12
Describing Distributions with Numbers
CASE STUDY Does education pay? We are told that people with more education earn more on the average than people with less education. How much more? How can we answer this question?
Data on income can be found at the Census Bureau website. The data are estimates, for the year 2013, of the total incomes of 136,641,000 people aged 25 and over with earnings and are based on the results of the Current Population Survey in 2014. The website gives the income distribution for each of several education categories. In particular, it gives the number of people in each of several education categories who earned between $1 and $2499, between $2500 and $4999, up to between $97,500 and $99,999, and $100,000 and over. That is a lot of information. A histogram could be used to display the data, but are there simple ways to summarize the information with just a few numbers that allow us to make sensible comparisons?
In this chapter, we will learn several ways to summarize large data sets with a few numbers. By the end of this chapter, with these new methods for summarizing large data sets, you will be able to provide an answer to whether education really pays.
Baseball has a rich tradition of using statistics to summarize and characterize the performance of players. We begin by investigating ways to summarize the performance of the greatest home-run hitters of all time.

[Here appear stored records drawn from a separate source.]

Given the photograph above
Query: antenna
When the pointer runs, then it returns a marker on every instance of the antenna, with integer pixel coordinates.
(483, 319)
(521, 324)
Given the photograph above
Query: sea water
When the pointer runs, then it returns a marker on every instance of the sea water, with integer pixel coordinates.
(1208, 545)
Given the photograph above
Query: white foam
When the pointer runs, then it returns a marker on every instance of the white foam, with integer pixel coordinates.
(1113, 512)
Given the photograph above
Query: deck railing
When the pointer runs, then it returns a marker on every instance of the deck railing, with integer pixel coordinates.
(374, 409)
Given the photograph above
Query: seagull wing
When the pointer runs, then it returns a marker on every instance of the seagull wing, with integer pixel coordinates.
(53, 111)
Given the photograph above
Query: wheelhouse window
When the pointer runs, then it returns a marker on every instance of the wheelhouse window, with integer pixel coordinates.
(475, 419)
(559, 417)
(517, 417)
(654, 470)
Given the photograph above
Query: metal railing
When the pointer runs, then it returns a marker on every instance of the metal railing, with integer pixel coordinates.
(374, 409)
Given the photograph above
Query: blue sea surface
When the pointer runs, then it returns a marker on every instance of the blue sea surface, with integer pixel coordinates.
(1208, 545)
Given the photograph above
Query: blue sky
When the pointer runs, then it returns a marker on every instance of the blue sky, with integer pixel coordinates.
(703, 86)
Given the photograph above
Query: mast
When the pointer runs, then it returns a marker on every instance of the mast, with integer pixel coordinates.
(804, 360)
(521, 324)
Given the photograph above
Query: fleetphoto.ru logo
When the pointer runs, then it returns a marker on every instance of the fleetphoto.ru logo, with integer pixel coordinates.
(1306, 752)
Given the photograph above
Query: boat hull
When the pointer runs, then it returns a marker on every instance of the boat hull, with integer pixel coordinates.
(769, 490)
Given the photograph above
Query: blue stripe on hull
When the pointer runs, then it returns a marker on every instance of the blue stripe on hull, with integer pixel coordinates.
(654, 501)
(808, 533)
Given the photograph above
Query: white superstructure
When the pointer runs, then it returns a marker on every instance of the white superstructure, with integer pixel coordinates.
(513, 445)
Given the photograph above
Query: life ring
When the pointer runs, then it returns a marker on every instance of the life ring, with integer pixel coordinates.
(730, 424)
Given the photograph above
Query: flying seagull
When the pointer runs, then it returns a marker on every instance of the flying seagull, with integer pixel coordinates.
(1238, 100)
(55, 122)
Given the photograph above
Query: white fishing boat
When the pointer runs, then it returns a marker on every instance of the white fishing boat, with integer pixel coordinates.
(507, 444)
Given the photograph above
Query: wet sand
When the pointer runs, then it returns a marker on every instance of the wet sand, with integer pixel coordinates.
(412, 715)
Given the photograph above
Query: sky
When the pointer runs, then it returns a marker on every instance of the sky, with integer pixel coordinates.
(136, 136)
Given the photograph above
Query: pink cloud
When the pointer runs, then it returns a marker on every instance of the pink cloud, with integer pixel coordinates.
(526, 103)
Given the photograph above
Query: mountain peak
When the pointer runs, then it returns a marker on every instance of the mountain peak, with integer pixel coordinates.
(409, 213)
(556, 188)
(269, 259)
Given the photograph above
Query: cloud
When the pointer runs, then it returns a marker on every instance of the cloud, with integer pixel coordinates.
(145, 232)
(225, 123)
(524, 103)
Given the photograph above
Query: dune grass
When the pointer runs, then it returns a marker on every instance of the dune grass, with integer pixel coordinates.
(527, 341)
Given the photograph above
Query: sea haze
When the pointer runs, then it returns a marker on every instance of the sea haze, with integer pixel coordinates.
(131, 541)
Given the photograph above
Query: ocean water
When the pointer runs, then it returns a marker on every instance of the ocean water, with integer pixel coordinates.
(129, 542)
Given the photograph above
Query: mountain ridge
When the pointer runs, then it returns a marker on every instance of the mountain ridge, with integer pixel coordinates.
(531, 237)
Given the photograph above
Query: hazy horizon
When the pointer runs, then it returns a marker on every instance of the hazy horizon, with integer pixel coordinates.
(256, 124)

In the summer of 2007, Barry Bonds shattered the career home run record, breaking the previous record set by Hank Aaron. Here are his home run counts for the years 1986 (his rookie year) to 2007 (his final season):
1986 | 1987 | 1988 | 1989 | 1990 | 1991 | 1992 | 1993 | 1994 | 1995 | 1996 |
16 | 25 | 24 | 19 | 33 | 25 | 34 | 46 | 37 | 33 | 42 |
1997 | 1998 | 1999 | 2000 | 2001 | 2002 | 2003 | 2004 | 2005 | 2006 | 2007 |
40 | 37 | 34 | 49 | 73 | 46 | 45 | 45 | 5 | 26 | 28 |
The stemplot in Figure 12.1 displays the data. The shape of the distribution is a bit irregular, but we see that it has one high outlier, and if we ignore this outlier, we might describe it as slightly skewed to the left with a single peak. The outlier is, of course, Bonds’s record season in 2001.
A graph and a few words give a good description of Barry Bonds’s home run career. But words are less adequate to describe, for example, the incomes of people with a high school education. We need numbers that summarize the center and variability of a distribution.